Charles Blow (NYT): “Making the Bus Monitor Cry.” That’s the name of the video. It’s more than 10 minutes long, but if you make it through more than three of them with your eyes not getting misty and your blood not boiling then you are a rock, or at least your heart is.
…. what, if anything, does this say about society at large? …. for me, it is a remarkably apt metaphor for this moment in the American discourse in which hostility has been drawn out into the sunlight.
Those boys are us, or at least too many of us: America at its ugliest. It is that part of society that sees the weak and vulnerable as worthy of derision and animus.
This kind of behavior …. stretches to the upper reaches of society – our politics and our pulpits and our public squares.

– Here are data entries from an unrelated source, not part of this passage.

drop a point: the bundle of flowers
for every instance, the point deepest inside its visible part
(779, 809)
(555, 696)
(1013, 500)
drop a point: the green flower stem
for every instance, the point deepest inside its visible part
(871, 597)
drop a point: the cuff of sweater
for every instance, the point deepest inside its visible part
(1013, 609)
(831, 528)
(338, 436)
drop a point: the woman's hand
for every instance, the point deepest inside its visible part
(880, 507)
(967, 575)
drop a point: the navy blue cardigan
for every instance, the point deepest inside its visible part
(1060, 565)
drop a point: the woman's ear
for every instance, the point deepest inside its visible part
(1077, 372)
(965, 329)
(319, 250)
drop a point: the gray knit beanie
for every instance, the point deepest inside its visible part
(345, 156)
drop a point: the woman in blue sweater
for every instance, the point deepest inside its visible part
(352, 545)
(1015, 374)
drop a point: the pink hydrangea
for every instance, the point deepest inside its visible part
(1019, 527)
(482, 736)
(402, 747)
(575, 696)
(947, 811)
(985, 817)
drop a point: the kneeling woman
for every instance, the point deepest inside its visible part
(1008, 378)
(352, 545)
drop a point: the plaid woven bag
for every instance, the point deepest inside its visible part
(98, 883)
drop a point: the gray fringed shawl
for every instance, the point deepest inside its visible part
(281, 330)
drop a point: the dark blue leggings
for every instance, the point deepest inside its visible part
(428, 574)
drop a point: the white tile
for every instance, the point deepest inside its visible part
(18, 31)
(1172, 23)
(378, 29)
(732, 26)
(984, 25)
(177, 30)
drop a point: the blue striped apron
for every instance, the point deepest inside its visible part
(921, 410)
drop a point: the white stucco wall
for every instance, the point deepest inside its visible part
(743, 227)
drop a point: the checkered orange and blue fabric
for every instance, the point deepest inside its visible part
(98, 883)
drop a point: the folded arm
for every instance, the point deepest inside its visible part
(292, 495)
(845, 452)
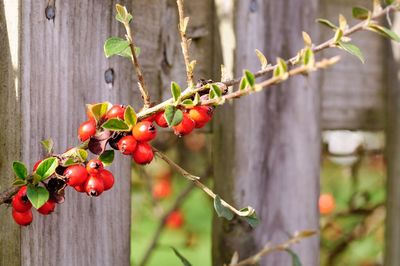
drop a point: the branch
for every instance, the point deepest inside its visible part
(280, 247)
(183, 21)
(142, 84)
(178, 201)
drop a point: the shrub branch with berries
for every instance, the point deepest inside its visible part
(116, 127)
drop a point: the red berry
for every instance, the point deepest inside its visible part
(144, 131)
(143, 153)
(86, 130)
(22, 218)
(162, 189)
(21, 204)
(160, 119)
(185, 126)
(36, 165)
(108, 179)
(117, 111)
(94, 186)
(201, 115)
(80, 188)
(127, 145)
(76, 175)
(175, 219)
(48, 207)
(94, 166)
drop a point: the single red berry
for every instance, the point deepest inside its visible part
(117, 111)
(76, 175)
(127, 145)
(94, 166)
(175, 220)
(201, 114)
(48, 207)
(21, 204)
(160, 119)
(185, 126)
(143, 153)
(144, 131)
(80, 188)
(162, 189)
(108, 179)
(22, 218)
(86, 130)
(94, 186)
(36, 165)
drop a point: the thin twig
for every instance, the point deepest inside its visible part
(269, 249)
(183, 21)
(178, 202)
(142, 84)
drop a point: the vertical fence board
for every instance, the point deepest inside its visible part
(267, 145)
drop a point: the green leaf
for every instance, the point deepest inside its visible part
(184, 261)
(47, 167)
(295, 258)
(360, 13)
(37, 195)
(262, 58)
(175, 91)
(19, 182)
(48, 145)
(173, 115)
(118, 46)
(130, 116)
(384, 32)
(352, 49)
(107, 157)
(243, 84)
(115, 124)
(20, 170)
(327, 23)
(251, 80)
(98, 110)
(221, 210)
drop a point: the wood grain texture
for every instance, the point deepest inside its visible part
(350, 100)
(392, 70)
(267, 145)
(10, 135)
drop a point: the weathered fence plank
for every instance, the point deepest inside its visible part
(267, 145)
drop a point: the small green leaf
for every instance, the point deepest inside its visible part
(175, 91)
(98, 110)
(384, 32)
(47, 167)
(19, 182)
(243, 84)
(48, 145)
(221, 210)
(37, 195)
(295, 258)
(115, 124)
(107, 157)
(360, 13)
(352, 49)
(173, 115)
(262, 58)
(130, 116)
(249, 78)
(327, 23)
(184, 261)
(20, 170)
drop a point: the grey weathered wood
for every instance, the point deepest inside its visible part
(267, 145)
(10, 115)
(392, 236)
(349, 99)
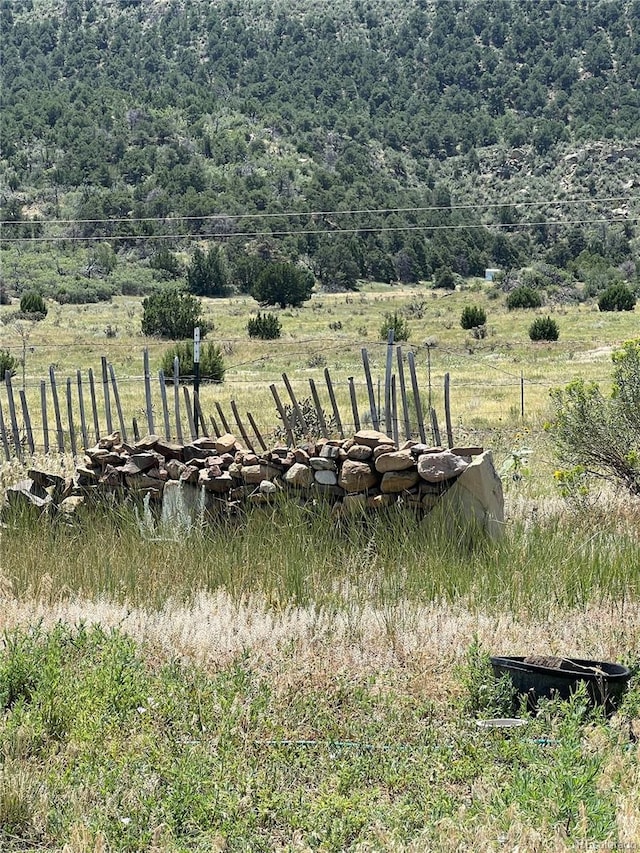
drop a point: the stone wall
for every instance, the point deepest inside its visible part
(364, 473)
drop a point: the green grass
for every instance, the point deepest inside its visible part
(100, 748)
(297, 555)
(330, 331)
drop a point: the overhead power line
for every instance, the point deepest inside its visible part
(368, 229)
(290, 214)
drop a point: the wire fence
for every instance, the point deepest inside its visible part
(396, 389)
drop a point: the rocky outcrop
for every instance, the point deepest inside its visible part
(364, 473)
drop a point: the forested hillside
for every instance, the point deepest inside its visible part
(375, 139)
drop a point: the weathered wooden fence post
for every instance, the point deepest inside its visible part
(83, 423)
(72, 431)
(56, 409)
(5, 441)
(27, 420)
(372, 400)
(176, 396)
(283, 415)
(107, 398)
(334, 405)
(45, 422)
(94, 405)
(147, 392)
(403, 395)
(354, 404)
(447, 408)
(116, 397)
(165, 405)
(416, 396)
(387, 384)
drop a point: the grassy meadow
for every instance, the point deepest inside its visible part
(287, 682)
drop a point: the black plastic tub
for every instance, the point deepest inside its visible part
(606, 682)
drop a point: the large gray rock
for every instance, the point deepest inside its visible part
(359, 452)
(476, 499)
(397, 460)
(318, 463)
(326, 477)
(299, 475)
(226, 443)
(438, 467)
(357, 476)
(399, 481)
(255, 474)
(372, 438)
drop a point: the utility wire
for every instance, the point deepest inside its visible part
(292, 214)
(520, 226)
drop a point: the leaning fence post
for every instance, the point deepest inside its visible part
(147, 392)
(165, 405)
(294, 402)
(45, 423)
(254, 427)
(187, 402)
(197, 414)
(403, 395)
(116, 397)
(27, 421)
(447, 408)
(416, 396)
(387, 384)
(243, 432)
(94, 405)
(435, 428)
(354, 404)
(334, 405)
(12, 414)
(223, 420)
(394, 410)
(283, 415)
(319, 412)
(176, 396)
(107, 399)
(72, 431)
(3, 431)
(83, 423)
(56, 409)
(372, 399)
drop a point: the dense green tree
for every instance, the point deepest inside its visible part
(208, 274)
(170, 313)
(283, 284)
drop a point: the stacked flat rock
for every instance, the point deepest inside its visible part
(366, 471)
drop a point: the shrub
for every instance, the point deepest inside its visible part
(165, 265)
(172, 314)
(265, 326)
(33, 304)
(444, 279)
(312, 422)
(8, 362)
(523, 297)
(283, 284)
(394, 322)
(544, 329)
(82, 294)
(208, 275)
(617, 297)
(598, 433)
(472, 317)
(211, 361)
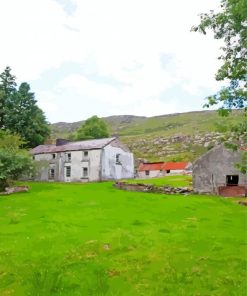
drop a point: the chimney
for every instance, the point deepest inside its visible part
(60, 142)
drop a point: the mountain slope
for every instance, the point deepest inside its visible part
(182, 136)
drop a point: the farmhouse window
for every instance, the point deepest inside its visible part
(85, 172)
(51, 173)
(232, 180)
(68, 171)
(118, 159)
(68, 157)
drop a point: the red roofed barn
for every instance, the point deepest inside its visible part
(159, 169)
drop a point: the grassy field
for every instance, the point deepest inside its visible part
(174, 181)
(92, 239)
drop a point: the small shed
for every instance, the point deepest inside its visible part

Whether it is a Republican debate audience booing a gay soldier or Rush Limbaugh’s vicious attack on a female Georgetown law student or Newt Gingrich’s salvos at the poor, bullying has become boilerplate. Hiss and taunt. Tease and intimidate. Target your enemies and torture them mercilessly. Maintain primacy through predation.
…. Women are under attack. Hispanics are under attack. Minority voting rights are under attack. The poor are under attack. Unsurprisingly, those doing the attacking in every case are from the right.
…. The bullying on that bus was awful, but so is the bullying in our politics. Those boys were trying to exert power over a person placed there to rein them in. But bullying is always about power — projecting more than you have in order to accrue more than your share.
Sounds like the frightened, insecure part of American society.